(Mar 3, 2008) Who: Karen Kulyk
What: Small Still Life
Where: Gallery on the Bay
When: Until March 9
Phone: 905-540-8532
Hours: 12 to 5 Thursday to Sunday
Karen Kulyk paints small but thinks big.
About 30 of her oil and gouache still lifes are on show at Gallery on the Bay. Inspired by a recent trip to Spain and France, they focus mostly on everyday domestic objects such as fruit and crockery enlivened with a bold, bright palette.
Kulyk, who has been painting and exhibiting locally and internationally for more than 30 years, is well known for large canvases depicting sunny landscapes and lush gardens. But in this exhibition, her pieces are comparatively small. The scale, however, is still large. So the objects she paints dominate the composition and boast a monumentality that belies their ordinariness.
Still life has a long history. The genre was loved by the ancient Romans, who commissioned artists to paint fruit, animals and ornate vessels on the walls of their dining rooms 2,000 years ago. Dutch painters in the 17th century excelled at still-life painting, often using it to convey a serious message about life's brevity. And about 100 years ago, artists such as Cezanne, Matisse and Picasso produced still lifes as a way of exploring colour and form.
Like them, Kulyk reduces objects to their essentials and emphasizes colour and form.
In Cut Melons (II), three ovals dominate: the nearly circular cut surface of a red-fleshed watermelon in the foreground, the paler flesh of the melon beside it on the right, and the rim of a blue bowl on the left. More circles and ovals lie within these shapes. The watermelon, for instance, consists of concentric green, white and red circles around a black oval.
Rectangles and triangles occupy the space in the top right, their straight lines contrasting with the chunky, rounded forms of the fruit.
The melons and bowl appear to lie on a table whose top is slightly tilted toward the viewer, but on the whole, Kulyk's pictorial space is wonderfully ambiguous. Equally intense areas of yellow, blue, green, orange and red are painted throughout, rejecting the illusion of a naturalistic three-dimensional space.
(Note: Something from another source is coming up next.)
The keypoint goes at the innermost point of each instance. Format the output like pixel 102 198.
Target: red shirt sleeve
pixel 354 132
In Sea Urchins and Coffee Bowl, a kidney-shaped green plate in the foreground frames three sea-urchin shells in various colours.
In the midground, a visual battle is waged. What looks like a conch shell, resplendent in brilliant white with bits of pink and yellow, competes for our attention with the dazzling hues and diamond shapes massed together on the coffee bowl.
The Gallery on the Bay will soon be showcasing the recent creations of Tibor Nyilasi, a Hamilton artist who paints, draws and makes mosaics. A reception for the artist will be held on Friday, March 14, at 7 That exhibition will run until April 13.